# What kind of ham to get for smoking?



## devildog89 (Dec 20, 2016)

Most of the ham I see at the local stores are already smoked, or have added water, which I read somewhere do not work great for smoking. I have never been a big fan of ham, but a friend smoked one and it was the best ham I have ever had so I want to do one soon.


----------



## 3montes (Dec 20, 2016)

Most hams you see in the grocery store are already going to be smoked and have water added. If you want a fresh one you will need to find a butcher to hook you up most likely.

I love ham on the smoker. All you're doing is basically heating it up and double smoking it. My experience is the cheaper off brand hams benefit the most from being in the smoker. The more expensive ones that have been smoked don't seem to absorb the extra smoke flavor as much.

Throwing a ham on the smoker is always a nice no fuss meal. Throw it on for a couple of hours and bring to temp and that's about it. Then you have a nice ham bone for soup later!
	

	
	
		
		



		
			






  

Oh, I avoid the spiral cut hams as they have a tendency to dry out. Besides I like to cut my own ham steak.


----------



## devildog89 (Dec 20, 2016)

Thanks. There are only a few actual butchers nearby, but I will check them out.


----------



## gmc2003 (Dec 20, 2016)

Ask your friend where he got his. The leftovers are great for pea soup and ham salad.

chris


----------



## johnmeyer (Dec 20, 2016)

Someone gave me a spiral-sliced Costco ham. It was really plain. I found a "Honeybaked" recipe, and put the sugar rub from that recipe onto the ham, then used a torch to melt the glaze and carmalize it. I then put it into the smoker for about an hour with some hickory pellets in my AMNPS. I then let it sit in the fridge for a day or two to let the smoke flavor mellow.

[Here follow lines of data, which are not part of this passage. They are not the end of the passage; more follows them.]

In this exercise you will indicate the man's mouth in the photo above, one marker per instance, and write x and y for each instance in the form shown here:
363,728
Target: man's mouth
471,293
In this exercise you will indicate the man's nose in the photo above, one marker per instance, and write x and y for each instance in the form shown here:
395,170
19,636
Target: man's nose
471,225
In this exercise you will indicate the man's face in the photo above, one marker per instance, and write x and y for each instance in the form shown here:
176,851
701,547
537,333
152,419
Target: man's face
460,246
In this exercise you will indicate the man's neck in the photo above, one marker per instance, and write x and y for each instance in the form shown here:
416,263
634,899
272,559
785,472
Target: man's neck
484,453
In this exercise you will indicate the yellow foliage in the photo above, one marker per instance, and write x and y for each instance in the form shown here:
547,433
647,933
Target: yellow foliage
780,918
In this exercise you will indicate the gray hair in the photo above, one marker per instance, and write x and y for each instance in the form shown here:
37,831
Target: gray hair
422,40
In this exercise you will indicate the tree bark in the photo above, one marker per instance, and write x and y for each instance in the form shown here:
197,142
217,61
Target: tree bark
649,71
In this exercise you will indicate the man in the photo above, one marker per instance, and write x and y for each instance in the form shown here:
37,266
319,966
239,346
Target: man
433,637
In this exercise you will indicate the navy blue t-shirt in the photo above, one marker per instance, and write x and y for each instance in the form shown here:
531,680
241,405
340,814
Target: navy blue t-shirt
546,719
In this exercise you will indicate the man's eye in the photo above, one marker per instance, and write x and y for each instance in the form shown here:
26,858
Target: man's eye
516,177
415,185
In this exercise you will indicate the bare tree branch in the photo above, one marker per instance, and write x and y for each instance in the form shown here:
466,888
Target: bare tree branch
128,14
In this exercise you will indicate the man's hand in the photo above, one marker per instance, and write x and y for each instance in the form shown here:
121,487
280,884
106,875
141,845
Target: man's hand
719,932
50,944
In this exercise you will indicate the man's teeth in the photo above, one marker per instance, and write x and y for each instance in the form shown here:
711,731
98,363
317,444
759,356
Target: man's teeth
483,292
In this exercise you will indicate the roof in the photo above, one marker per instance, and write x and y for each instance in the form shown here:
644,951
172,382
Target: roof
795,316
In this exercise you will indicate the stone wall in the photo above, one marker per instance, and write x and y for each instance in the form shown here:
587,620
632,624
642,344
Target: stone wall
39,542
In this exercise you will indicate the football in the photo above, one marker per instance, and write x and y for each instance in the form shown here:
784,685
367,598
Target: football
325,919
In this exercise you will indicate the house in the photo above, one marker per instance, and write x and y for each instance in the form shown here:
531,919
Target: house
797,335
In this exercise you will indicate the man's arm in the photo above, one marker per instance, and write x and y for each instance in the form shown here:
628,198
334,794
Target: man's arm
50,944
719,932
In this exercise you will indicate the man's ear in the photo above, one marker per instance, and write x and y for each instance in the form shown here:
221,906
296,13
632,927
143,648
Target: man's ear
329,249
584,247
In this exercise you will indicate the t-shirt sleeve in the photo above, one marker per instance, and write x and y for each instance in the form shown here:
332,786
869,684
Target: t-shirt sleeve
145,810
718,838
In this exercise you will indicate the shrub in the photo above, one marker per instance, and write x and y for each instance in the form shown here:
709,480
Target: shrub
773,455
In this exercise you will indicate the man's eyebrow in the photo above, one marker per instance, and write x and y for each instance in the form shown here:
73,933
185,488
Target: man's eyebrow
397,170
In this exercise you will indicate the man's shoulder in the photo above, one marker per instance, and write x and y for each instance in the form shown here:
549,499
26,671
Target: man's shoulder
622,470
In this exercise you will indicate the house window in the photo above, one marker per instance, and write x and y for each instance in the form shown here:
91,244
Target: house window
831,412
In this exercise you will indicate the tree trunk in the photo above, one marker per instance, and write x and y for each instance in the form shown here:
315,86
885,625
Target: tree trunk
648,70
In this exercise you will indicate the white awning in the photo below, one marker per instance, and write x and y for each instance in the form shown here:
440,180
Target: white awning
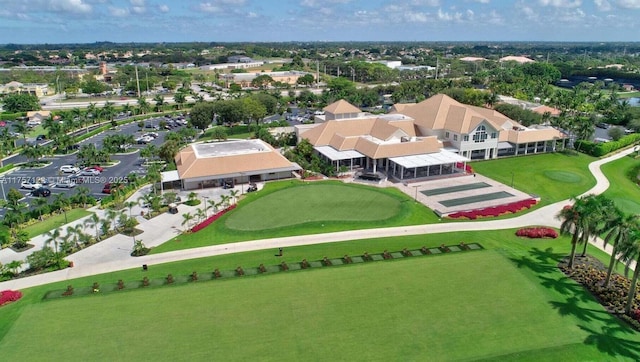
335,155
429,159
168,176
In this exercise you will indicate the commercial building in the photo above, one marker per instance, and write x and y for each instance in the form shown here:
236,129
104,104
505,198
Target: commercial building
212,164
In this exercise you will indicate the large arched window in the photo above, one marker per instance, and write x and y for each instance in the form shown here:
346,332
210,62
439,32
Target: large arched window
481,134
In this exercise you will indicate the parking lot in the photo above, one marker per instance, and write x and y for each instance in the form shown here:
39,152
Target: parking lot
127,163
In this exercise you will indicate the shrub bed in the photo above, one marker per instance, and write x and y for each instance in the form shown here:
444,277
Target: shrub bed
537,232
8,296
494,211
591,273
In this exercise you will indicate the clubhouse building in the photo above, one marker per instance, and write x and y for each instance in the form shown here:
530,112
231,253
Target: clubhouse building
433,138
211,164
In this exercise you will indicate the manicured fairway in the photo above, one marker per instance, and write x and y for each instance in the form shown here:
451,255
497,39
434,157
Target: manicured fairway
313,203
552,176
624,192
483,304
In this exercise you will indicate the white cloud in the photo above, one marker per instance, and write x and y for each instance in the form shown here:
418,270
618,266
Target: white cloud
629,4
118,12
445,16
70,6
416,17
561,3
602,5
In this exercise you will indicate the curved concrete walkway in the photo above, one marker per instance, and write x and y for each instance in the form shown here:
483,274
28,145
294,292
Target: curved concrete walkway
542,216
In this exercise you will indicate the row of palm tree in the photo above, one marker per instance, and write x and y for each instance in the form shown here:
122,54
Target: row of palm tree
201,214
593,215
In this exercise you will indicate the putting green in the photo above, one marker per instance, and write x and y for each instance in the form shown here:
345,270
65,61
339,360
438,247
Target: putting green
563,176
450,307
313,203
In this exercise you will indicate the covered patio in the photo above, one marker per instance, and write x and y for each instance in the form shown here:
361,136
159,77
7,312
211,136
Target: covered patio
427,165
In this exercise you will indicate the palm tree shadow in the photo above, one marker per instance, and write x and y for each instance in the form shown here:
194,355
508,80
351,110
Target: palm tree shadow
565,286
570,307
607,342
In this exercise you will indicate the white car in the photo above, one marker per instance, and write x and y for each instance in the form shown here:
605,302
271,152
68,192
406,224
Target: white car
30,185
89,172
69,169
66,184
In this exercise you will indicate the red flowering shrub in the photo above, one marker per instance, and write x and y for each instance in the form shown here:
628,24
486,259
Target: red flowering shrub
211,219
494,210
8,296
537,233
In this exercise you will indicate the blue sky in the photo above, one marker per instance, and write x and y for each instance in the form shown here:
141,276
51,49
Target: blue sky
87,21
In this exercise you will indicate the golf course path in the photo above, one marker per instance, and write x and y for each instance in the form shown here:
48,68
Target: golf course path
544,216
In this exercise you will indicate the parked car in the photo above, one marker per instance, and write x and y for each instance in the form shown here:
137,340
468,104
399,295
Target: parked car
30,185
41,192
109,187
65,184
89,172
69,169
95,167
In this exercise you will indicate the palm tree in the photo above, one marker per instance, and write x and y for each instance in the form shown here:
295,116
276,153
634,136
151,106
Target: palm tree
112,216
21,127
143,105
75,232
234,195
53,236
82,192
130,205
225,200
573,221
39,202
159,99
600,217
187,218
94,221
631,253
619,234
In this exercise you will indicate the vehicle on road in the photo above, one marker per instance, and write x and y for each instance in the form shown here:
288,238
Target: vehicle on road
89,172
69,169
109,187
30,185
65,184
41,192
95,167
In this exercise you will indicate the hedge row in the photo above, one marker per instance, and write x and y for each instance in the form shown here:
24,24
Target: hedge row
603,148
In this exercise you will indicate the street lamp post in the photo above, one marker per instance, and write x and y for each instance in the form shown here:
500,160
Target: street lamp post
205,198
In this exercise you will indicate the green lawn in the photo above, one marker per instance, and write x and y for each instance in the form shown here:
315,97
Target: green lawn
552,176
508,302
291,207
56,221
328,202
623,191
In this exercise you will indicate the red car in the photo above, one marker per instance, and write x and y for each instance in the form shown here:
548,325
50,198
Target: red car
95,167
108,187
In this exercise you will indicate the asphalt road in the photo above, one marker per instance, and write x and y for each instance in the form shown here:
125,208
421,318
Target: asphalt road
128,163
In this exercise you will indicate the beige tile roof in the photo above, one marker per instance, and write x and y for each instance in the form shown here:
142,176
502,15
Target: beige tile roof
534,135
340,107
191,166
544,109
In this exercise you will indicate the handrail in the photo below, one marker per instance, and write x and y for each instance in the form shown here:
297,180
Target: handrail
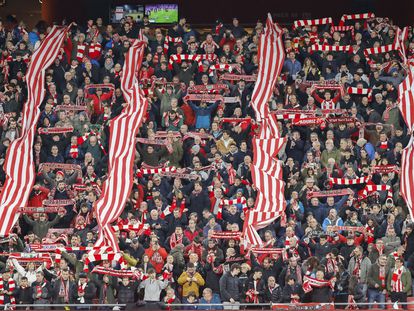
297,306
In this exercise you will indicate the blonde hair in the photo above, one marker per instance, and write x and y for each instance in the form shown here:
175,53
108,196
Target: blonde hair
246,266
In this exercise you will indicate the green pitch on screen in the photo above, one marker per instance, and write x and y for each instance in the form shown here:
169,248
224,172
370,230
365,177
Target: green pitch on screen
164,16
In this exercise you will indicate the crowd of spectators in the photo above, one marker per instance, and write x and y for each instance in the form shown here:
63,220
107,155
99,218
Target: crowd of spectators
178,259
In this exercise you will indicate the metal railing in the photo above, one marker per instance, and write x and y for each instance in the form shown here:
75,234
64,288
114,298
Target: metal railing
265,306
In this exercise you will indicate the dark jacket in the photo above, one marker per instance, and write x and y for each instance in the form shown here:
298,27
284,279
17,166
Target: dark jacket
127,294
373,277
229,287
46,292
23,295
56,287
291,290
89,295
274,296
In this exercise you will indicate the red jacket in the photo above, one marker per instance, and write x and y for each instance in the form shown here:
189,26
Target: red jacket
157,258
97,102
38,197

It tastes good, but perhaps next time I will do the carmalizing after smoking. I'm not sure which order would produce better results.

The only downside is that the Costco hams are not, IMHO, as good a cut as what the MUCH more expensive Honeybaked hams provide. Also, I need to find a better recipe for the glaze. I think the one I tried had too many spices (cinnamon, allspice, cloves, ginger, pepper, plus lots of brown and white sugar).


----------